Castilla y León se ha resistido hasta ahora al efecto Zapatero. El presidente del Gobierno no ha logrado aún ser profeta en su tierra -es un leonés al que nacieron en Valladolid-. Pero está decidido a conseguirlo al segundo intento.

De Zapatero fue la elección de su amigo y paisano Ángel Villalba, al que sacó de la Universidad para intentar relanzar el socialismo castellano-leonés, mortecino desde que en 1986 Demetrio Madrid dimitió como presidente de la comunidad autónoma por un presunto delito, del que sería absuelto, como propietario de una pequeña empresa del sector textil.
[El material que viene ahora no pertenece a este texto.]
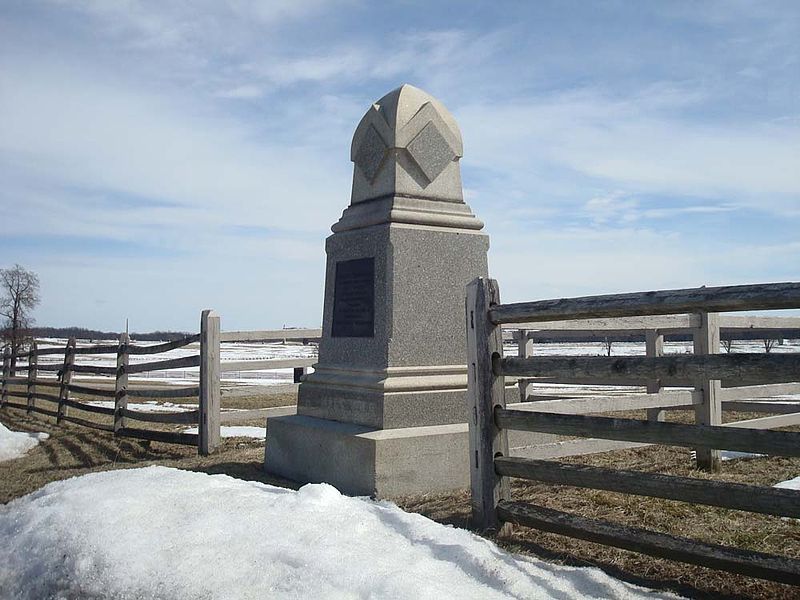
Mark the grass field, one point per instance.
(74, 450)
Para lograr lo que Villalba no consiguió en ocho años, ha depositado ahora su confianza en Óscar López Águeda, cuya carrera política está enteramente ligada al zapaterismo.

Asesor del Grupo Socialista en el Parlamento Europeo entre 1997 y 2000, José Blanco le incorporó a la Secretaría de Organización como uno de sus principales colaboradores y, a sus 34 años, echa a volar solo para convertirse en la esperanza blanca del socialismo castellano-leonés.

Diputado por Segovia y portavoz en la Comisión de control de RTVE, durante los últimos cuatro años ha ejercido, por delegación de Blanco, como auténtico secretario de Organización del partido, lo que le confiere un perfecto conocimiento de la situación interna.

El partido le recibe con los brazos abiertos, pero tendrá que ganarse el apoyo de los ciudadanos de una Comunidad heterogénea y socialmente desestructurada. Ya ha empezado a patear el territorio, con entusiasmo.